As your eyes slide down the second page of the election packet you find the administrators say the LIE they barely avoid saying the first time (they say this not as a hope but as a statement: It’s a part of their core themes, the three things that makes this college what it is): “(T)he college provides necessary state-of-the-art tools.”

Just this Winter Term I have watched as a Mt. Hood instructor tried until the end of her class to play a video because workers did not set up the wifi correctly in her classroom. I have sat three days a week in a broken chair. I have scanned a QR code to find out that I would have to walk five buildings away to find drinking water. And I believe we all have had to reconnect our phones to the wifi network all too often.

I can only speak for myself but I do not believe our school has every state-of-the-art tool I need if I have to spend an hour sitting in a broken chair while my teacher fights to be able to successfully teach her own class.

Moving on from what I feel is the nigh-complete failure of Mt. Hood Community College higher-ups to “BE THE CHANGE YOU WANT TO SEE” is the MHCC student body council, a group that I believe to be doing almost perfect. Their goal is to provide what we students need in order to be happy, suffer lower stress, and to meet each other. I believe that this group is constantly achieving those goals. It mucks up occasionally and probably should have a better understanding of induced demand, but on the recent Valentine’s Day when I watched the student leaders try to deal with the deluge of different people I realized two things: One, I cannot do better, and, two, they are trying the best they can.

The problem I have with the organization is how little the college higher-ups appreciate them. In this candidate packet we are told the exact amount council members are paid for Fall through Spring terms. There are a few X factors, but pay for the Summer Term tells us everything: The president, the highest-paid student council member, earns $600 total, for working 10-15 hours per week for 10 weeks. They are being paid just $6 to $4 per hour – a rate roughly that of the Portland minimum wage in 1991!

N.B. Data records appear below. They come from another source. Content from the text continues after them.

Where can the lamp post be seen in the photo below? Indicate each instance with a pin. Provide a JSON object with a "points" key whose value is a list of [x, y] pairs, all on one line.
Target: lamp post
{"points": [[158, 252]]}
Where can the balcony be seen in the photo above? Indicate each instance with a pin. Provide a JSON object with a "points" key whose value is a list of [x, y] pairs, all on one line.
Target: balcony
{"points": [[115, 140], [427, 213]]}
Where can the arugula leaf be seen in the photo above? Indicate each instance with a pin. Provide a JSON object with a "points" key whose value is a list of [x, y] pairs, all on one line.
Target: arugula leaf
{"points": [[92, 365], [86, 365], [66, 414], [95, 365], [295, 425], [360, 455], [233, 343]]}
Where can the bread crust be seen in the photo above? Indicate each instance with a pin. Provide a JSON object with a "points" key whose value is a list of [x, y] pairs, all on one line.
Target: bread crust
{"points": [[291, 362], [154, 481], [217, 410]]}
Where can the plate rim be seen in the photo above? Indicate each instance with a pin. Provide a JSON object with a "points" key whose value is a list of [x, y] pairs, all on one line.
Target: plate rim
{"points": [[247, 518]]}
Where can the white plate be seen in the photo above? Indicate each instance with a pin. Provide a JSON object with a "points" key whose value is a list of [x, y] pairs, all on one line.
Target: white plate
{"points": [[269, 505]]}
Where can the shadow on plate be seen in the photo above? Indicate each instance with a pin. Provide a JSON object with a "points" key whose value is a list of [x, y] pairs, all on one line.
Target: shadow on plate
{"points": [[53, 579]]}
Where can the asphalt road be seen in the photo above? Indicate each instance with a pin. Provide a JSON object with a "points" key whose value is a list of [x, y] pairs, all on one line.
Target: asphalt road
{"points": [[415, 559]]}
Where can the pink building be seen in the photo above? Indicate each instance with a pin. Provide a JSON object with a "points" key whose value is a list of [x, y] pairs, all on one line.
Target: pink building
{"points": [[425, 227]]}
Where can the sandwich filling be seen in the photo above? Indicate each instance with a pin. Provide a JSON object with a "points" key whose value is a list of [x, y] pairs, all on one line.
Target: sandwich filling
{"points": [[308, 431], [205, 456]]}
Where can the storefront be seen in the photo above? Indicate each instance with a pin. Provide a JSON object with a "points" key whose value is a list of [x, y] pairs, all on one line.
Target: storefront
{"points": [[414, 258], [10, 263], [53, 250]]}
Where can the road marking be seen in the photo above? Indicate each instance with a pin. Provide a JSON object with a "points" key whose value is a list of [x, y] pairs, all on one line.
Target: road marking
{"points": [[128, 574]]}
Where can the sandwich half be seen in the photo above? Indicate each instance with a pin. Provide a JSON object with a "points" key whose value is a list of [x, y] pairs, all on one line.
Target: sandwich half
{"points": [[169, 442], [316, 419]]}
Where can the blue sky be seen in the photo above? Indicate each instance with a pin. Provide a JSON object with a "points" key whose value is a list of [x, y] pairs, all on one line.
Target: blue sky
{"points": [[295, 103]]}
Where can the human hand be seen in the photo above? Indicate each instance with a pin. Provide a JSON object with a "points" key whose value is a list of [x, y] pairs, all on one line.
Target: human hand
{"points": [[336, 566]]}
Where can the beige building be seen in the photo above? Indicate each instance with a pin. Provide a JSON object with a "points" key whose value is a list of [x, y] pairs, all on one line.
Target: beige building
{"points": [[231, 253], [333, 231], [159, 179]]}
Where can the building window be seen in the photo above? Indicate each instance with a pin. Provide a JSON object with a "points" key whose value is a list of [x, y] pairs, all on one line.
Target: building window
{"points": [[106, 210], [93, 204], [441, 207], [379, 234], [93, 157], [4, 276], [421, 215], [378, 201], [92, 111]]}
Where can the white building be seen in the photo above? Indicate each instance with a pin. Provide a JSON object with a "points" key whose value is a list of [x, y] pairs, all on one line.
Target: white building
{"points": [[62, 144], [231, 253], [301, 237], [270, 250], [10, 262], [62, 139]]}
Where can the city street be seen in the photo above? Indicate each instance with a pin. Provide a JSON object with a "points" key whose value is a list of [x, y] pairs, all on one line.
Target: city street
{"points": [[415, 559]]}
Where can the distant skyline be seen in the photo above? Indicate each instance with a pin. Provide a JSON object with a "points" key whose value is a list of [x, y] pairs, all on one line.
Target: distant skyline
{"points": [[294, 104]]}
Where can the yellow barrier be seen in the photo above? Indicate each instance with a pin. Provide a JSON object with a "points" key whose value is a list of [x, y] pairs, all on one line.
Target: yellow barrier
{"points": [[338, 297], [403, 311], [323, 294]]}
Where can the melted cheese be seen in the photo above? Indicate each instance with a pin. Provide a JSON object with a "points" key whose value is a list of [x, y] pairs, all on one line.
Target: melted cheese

This is an elected position you have to put work into just to achieve, only to get where the most- paid position by far (the vice president gets paid 30% less) is ridiculous, where hard real work that often goes without thanks, and you get paid less than half of what you would working part-time elsewhere at minimum wage rates.

The only way the Mt. Hood higher-ups could legally get away with this would be if they don’t consider all of the work the student council puts in to be a “job,” which it most certainly is.

MHCC administrators failed badly with this booklet, with flowery dogma to hide the fact that they are fundamentally failing to achieve the goals they have set out for themselves.